This was originally posted on the SGR Blog.
According to Robert Frost: “Good fences make good neighbors.” (Mending Wall, 1914) But, as a recent case illustrates, a roadway crossing gate may result in an acrimonious legal dispute between contiguous property owners.
Monica and Harold Hulett and Terri Korb own neighboring parcels of land in the Town of Saratoga. Since 1986, the Huletts had accessed their property through the use of a roadway, known as Rodgers Lane, that crossed over a number of their neighbors’ parcels, including a roughly 250-foot-long portion of Korb’s parcel.
In 2012, Korb installed gates and made other modifications to Rodgers Lane. The Huletts then sued for a declaration that they had a prescriptive easement over the portion of Rodgers Lane that crossed Korb’s property.
After discovery proceedings and motion practice, Supreme Court ruled that the Huletts had established three of the four elements required for a prescriptive easement– by showing that their use of Rodgers Lane from 1986 through 2002 was open, notorious, and continuous for a period of 10 years– thereby giving rise to the presumption that such use was hostile to the prior owners of Korb’s property. The Court, however, concluded that a question of fact existed as to whether Korb could rebut the presumption of hostility with evidence that the Huletts had permission to use the disputed portion of Rodgers Lane during the relevant time frame.
The matter proceeded to a jury trial solely on that limited issue, with the jury ultimately finding for Korb that the Huletts’ use of Rodgers Lane from 1986 through 2002 had been permissive. But the Court set aside the verdict and directed judgment in the Huletts’ favor, finding that their use of Rodgers Lane had been hostile for the required statutory period and, thus, they had acquired a prescriptive easement over the relevant portion of Rodgers Lane. Korb appealed.

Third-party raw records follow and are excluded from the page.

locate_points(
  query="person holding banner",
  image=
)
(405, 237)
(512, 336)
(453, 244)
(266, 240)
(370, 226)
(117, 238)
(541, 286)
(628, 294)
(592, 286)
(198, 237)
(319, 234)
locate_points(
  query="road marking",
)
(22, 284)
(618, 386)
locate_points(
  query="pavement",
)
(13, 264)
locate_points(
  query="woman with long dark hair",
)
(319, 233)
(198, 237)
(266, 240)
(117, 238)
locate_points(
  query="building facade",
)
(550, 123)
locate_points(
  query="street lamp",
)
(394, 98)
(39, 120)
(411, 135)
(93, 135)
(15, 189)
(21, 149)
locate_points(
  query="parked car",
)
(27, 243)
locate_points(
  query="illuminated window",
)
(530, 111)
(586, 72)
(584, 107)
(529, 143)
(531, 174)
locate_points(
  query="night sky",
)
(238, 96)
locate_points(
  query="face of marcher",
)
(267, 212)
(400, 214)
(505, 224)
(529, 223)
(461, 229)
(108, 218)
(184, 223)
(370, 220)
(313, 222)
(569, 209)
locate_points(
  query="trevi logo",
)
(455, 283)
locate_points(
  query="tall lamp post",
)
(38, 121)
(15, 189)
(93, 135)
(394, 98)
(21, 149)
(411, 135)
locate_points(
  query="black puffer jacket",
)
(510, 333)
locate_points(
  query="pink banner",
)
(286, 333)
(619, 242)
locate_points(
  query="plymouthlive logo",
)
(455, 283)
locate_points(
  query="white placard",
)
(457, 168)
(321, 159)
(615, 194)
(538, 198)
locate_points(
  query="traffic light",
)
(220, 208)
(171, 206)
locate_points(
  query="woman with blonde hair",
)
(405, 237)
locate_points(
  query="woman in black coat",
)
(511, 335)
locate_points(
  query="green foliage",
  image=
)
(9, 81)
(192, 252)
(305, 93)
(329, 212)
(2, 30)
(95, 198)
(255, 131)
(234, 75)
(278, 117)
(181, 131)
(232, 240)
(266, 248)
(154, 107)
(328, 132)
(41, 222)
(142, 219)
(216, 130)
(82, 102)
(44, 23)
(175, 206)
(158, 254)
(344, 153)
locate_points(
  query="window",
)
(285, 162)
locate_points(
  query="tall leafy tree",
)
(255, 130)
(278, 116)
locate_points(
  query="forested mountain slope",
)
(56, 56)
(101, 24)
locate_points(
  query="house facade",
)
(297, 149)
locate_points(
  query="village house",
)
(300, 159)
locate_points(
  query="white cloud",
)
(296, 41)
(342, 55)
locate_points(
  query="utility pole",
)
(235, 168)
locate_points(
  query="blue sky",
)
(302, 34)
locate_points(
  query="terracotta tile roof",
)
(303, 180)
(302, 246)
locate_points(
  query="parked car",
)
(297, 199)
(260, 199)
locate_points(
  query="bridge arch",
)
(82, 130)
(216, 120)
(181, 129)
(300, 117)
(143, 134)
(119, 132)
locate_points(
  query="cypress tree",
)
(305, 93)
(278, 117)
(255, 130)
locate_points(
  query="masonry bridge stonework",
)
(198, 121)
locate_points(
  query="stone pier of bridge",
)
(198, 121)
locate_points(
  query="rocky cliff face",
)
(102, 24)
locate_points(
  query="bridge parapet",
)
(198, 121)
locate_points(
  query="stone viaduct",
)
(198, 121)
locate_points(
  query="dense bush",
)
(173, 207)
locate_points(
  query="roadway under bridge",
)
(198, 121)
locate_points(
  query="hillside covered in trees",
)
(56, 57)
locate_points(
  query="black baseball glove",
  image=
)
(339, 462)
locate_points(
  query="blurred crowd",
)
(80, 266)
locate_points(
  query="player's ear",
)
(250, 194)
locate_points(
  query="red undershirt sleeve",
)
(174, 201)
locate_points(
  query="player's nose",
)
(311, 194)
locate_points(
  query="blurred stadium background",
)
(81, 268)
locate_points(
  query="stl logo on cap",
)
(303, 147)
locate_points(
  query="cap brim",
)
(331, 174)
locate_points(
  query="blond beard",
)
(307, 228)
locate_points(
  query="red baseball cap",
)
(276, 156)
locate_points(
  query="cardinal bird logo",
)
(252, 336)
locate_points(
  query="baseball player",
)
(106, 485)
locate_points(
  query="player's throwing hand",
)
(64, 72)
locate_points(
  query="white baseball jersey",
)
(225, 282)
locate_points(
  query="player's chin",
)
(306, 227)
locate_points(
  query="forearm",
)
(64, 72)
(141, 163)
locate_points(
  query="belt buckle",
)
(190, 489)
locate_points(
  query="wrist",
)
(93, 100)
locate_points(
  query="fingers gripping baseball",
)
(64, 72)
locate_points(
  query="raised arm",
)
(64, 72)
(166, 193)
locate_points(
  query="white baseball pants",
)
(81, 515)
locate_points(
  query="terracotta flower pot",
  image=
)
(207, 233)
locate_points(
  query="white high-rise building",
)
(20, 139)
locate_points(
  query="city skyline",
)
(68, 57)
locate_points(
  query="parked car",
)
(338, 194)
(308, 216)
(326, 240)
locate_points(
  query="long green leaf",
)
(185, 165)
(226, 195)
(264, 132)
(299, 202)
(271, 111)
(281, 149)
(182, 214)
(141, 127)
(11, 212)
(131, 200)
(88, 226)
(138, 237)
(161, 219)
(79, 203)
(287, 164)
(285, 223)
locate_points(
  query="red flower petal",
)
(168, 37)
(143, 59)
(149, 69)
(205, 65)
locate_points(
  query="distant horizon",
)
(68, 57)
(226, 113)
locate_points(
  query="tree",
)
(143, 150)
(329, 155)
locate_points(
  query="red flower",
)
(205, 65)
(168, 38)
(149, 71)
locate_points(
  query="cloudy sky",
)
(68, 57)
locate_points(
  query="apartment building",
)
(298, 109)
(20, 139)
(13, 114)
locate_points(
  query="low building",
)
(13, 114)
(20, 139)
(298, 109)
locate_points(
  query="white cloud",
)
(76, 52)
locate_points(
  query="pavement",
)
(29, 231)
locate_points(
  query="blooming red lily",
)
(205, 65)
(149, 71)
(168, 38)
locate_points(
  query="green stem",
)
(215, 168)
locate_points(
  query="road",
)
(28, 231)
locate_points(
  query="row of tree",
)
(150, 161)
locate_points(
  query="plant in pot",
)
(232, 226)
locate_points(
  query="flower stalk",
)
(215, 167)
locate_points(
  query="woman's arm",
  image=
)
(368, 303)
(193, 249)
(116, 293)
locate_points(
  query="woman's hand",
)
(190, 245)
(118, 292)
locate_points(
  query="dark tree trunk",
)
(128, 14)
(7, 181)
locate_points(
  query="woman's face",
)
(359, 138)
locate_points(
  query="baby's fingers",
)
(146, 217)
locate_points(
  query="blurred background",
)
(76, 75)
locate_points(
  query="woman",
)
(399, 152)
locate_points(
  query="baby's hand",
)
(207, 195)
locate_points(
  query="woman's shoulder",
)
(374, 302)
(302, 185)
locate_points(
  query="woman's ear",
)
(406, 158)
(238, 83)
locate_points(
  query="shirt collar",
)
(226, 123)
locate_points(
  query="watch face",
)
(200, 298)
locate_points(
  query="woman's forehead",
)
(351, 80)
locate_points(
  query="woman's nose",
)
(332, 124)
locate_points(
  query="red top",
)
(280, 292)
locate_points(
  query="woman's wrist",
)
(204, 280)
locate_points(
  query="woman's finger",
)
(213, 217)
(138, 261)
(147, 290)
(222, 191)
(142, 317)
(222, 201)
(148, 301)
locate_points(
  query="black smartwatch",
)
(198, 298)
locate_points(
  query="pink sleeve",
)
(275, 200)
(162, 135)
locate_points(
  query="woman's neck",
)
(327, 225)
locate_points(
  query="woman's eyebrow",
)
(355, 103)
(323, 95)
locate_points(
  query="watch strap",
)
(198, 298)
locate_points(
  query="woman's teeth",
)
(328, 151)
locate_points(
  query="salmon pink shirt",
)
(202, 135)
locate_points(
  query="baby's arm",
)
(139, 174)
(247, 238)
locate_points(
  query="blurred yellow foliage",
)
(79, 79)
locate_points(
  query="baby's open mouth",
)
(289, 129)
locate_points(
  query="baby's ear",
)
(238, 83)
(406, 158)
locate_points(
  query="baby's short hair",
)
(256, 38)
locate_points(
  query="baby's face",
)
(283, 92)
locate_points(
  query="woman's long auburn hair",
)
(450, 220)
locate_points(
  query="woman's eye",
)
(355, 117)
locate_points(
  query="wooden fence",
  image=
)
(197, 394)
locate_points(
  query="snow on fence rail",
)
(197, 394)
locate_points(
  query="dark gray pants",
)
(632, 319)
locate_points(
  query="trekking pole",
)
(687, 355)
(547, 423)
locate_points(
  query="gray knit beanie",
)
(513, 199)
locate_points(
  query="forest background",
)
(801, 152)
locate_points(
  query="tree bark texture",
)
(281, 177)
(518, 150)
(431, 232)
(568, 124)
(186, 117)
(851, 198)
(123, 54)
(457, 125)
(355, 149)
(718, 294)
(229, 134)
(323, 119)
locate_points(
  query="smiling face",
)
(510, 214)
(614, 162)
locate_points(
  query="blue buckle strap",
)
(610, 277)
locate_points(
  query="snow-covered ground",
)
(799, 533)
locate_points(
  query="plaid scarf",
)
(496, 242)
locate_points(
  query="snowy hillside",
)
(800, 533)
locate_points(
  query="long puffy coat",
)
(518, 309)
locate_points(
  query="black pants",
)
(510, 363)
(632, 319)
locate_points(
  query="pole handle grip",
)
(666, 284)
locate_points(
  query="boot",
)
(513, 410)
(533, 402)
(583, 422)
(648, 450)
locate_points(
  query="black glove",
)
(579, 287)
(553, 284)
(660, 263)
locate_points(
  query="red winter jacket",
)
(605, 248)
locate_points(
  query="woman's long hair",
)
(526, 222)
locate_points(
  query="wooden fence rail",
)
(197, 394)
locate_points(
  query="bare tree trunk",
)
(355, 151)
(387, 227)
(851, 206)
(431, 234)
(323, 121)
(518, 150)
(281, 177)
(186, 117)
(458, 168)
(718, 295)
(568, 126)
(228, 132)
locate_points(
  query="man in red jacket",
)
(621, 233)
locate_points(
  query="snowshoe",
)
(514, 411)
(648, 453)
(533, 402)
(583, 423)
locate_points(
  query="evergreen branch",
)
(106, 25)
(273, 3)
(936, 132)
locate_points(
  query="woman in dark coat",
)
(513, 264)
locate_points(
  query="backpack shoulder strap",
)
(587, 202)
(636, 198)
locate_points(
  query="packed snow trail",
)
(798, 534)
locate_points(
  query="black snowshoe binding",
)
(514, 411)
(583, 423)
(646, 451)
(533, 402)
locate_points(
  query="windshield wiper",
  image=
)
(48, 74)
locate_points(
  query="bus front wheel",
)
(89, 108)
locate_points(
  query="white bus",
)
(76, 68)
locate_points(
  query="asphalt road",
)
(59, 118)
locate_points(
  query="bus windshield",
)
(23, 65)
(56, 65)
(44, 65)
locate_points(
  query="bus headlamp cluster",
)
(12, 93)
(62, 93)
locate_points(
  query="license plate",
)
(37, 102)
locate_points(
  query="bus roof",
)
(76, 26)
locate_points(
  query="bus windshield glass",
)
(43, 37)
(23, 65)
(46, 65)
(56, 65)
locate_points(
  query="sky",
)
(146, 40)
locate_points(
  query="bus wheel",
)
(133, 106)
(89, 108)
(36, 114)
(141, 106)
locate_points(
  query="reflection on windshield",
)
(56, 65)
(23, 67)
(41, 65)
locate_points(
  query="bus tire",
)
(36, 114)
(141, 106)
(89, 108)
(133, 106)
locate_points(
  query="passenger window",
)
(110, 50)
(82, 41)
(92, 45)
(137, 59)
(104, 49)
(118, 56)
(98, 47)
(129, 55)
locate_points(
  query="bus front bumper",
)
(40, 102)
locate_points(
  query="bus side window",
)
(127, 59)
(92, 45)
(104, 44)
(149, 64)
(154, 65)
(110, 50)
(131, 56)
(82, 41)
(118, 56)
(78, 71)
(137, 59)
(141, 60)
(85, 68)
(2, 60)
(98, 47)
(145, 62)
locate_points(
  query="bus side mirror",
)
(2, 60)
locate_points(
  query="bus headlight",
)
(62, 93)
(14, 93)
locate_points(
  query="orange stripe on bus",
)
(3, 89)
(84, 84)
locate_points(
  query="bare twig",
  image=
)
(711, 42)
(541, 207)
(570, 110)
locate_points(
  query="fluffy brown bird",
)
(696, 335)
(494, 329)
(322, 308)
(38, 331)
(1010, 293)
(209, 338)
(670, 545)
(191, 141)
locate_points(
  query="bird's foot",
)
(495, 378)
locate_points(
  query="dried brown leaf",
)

Korb argued that she rebutted the presumption of hostility at trial and that Supreme Court erred in setting aside the verdict and directing judgment in favor of the Huletts. Pursuant to CPLR 4404 (a), a trial court may, upon motion or its own initiative, “set aside a verdict or any judgment entered thereon and direct that judgment be entered in favor of a party entitled to judgment as a matter of law.” To set aside the verdict and direct judgment as a matter of law, the verdict must be “utterly irrational” — that is, there must be simply no valid line of reasoning and permissible inferences which could possibly lead rational jurors to the conclusion reached by the jury on the basis of the evidence presented at trial.
To rebut the presumption of hostility at trial, Korb had to establish that, during the period of 1986 through 2002, the Huletts received permission to use the portion of Rodgers Lane that passes over her property from her predecessors in interest. To that end, Korb relied upon an affidavit that Harold Hulett signed in 2010 in connection with unrelated litigation over a land dispute between his neighbors. In that affidavit, Hulett attested that he had used and maintained Rodgers Lane for more than 20 years. He stated that he received permission to use Rodgers Lane from “Anthony Rogers, his niece and the other neighbors” and that he had “permission from the neighboring landowners whose land the path crosses.” The parties stipulated facts establishing Korb’s chain of title, and it was thereby undisputed that Anthony Rogers and his niece were not prior owners of Korb’s property.
The appeals court agreed with Supreme Court that Hulett’s vague and general references to unspecified neighbors fell short of establishing, as a matter of law, that Korb’s particular predecessors in interest had granted them permission to use the relevant portion of Rodgers Lane between 1986 and 2002. In the absence of any other evidence that the Huletts received such permission or that their relationship with Korb’s predecessors in interest was “one of cooperation and neighborly accommodation”, Supreme Court properly concluded that there was no valid line of reasoning and permissible inferences which could possibly lead the jurors to conclude that the Huletts’ use of the relevant portion of Rodgers Lane was permissive, so as to rebut the presumption of hostility. Accordingly, there was no error in Supreme Court setting aside the jury verdict and directing judgment in favor of the Huletts.